No entanto, longe do esporte, a batalha de um homem contra o Estado pode oferecer um vislumbre de esperança. Em fevereiro, o governo adotou algumas de suas leis mais difíceis relacionadas ao asilo, dobrando o tempo durante o qual os imigrantes sem documentos podem ser detidos (agora 90 dias) e tornando a travessia ilegal de fronteiras um crime punível com um ano de prisão, além de multas .As instituições de caridade referiram-se às novas leis como “uma ruptura inquestionável com a tradição francesa de asilo”.

No entanto, este mês, um jovem agricultor chamado Cédric Herrou levou o Estado francês a tribunal por não ter cumprido suas promessas. seus valores fundamentais de liberté, egalité e fraternité. E ele ganhou. Embora não tenha a histeria global que cerca a Copa do Mundo, esta decisão histórica terá implicações de longo alcance.

Herrou, um olivicultor do vale Roya, que se estende entre a França e a Itália, chegou pela primeira vez a atenção do público no ano passado, quando ele foi multado em € 3.000 (£ 2.700) por ajudar dezenas de migrantes.Ele argumentou que ele e seus amigos estão sendo perseguidos por um “crime de solidariedade”.

Para seus detratores, ele está colocando em risco a nação em um país onde a imigração agora é consistentemente enquadrada em termos de segurança nacional e terrorismo. . Para seus apoiadores, ele personifica tudo o que a França afirma defender – liberdade (de movimento para todos), igualdade de todos os povos e fraternidade, independentemente de classe, credo ou cor. E na sexta-feira passada, o tribunal constitucional da França decidiu que o “princípio da fraternidade” do país protegia Herrou da acusação.O documento dizia: “O conceito de fraternidade confere a liberdade de ajudar outras pessoas, para fins humanitários, sem considerar a legalidade de sua permanência no território nacional.” Essa decisão é extremamente significativa em uma Europa que se tornou cada vez mais hostil aos migrantes. líder é a mais recente vítima da obsessão da França com o hijab | Rokhaya Diallo Leia mais

Quando conheci alguns amigos de Herrou no ano passado, eles explicaram que a assistência prestada não começou com nenhuma grande intenção ideológica. Como “povo da montanha”, como um homem os descreveu, eles seguem um código antigo, simples, mas crítico, que garantiu sua sobrevivência. Ele afirma que, se você encontrar alguém perdido nas montanhas, fornece comida, abrigo e ajuda-os ao longo do caminho.Para as pessoas do vale Roya, eles me disseram, essa sempre foi a regra. E um que deve ser aplicado a todos, sem perguntas.

O caso de Herrou é um momento histórico – a campanha de um homem forçou o próprio governo a questionar seus valores. E deve forçar todos nós a enfrentar a perigosa armadilha de reconhecer apenas como franceses – e implicar em aceitar como totalmente humanos – as pessoas de cor que praticam atos extraordinários. Aqueles que salvam as crianças de cair de prédios ou os que vencem torneios esportivos globais.

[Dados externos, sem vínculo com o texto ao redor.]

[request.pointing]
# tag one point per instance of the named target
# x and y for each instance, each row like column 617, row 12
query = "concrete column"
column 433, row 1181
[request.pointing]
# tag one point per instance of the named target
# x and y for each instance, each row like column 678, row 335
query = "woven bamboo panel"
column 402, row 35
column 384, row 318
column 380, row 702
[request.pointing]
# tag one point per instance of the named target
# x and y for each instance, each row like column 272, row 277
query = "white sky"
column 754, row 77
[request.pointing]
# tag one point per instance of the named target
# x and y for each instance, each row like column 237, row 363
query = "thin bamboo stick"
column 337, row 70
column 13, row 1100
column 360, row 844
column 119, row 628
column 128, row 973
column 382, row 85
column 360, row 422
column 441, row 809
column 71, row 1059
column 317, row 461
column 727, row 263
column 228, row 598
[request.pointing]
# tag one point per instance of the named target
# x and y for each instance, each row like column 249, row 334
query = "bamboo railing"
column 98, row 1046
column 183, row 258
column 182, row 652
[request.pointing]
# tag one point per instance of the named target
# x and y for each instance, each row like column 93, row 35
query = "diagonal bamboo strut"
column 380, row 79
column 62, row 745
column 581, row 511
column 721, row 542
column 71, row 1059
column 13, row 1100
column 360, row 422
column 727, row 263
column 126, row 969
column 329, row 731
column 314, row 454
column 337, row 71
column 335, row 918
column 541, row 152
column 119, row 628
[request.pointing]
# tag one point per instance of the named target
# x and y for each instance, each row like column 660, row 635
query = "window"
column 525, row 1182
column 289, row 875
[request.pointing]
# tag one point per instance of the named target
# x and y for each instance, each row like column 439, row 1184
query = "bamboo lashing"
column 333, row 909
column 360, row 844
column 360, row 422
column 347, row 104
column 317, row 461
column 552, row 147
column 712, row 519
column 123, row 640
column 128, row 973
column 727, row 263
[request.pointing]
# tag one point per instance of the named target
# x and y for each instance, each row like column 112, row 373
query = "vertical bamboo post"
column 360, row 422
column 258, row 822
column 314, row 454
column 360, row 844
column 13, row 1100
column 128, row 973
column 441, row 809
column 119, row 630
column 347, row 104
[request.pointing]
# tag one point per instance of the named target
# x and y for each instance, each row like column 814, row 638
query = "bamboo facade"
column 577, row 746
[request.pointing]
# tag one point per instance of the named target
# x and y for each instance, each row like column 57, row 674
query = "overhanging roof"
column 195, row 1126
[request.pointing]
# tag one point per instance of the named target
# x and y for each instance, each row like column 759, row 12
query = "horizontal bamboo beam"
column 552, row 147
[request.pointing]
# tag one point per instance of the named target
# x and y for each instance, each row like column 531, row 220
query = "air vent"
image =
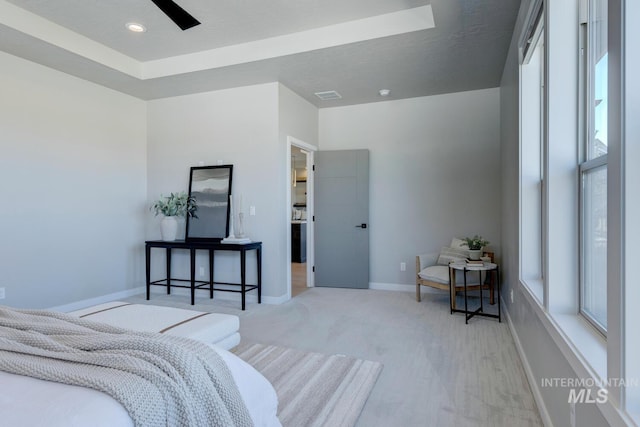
column 328, row 95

Domingo foi uma importante vitória simbólica e a mensagem foi clara: somos nós, negros, muçulmanos, franceses, africanos, ” banlieusard ”, e nós somos os melhores da França.No entanto, na luta pela própria alma da Europa – os ideais que afirmamos querer fomentar e avançar através dela – Herrou nos mostrou que ainda é possível reconhecer até onde podemos nos afastar. Vamos nos inspirar na imagem que a seleção nacional pintou para nós, mas não esqueça que são necessárias batalhas longas, difíceis e muitas vezes esquecidas para tornar essa imagem mais do que uma distração.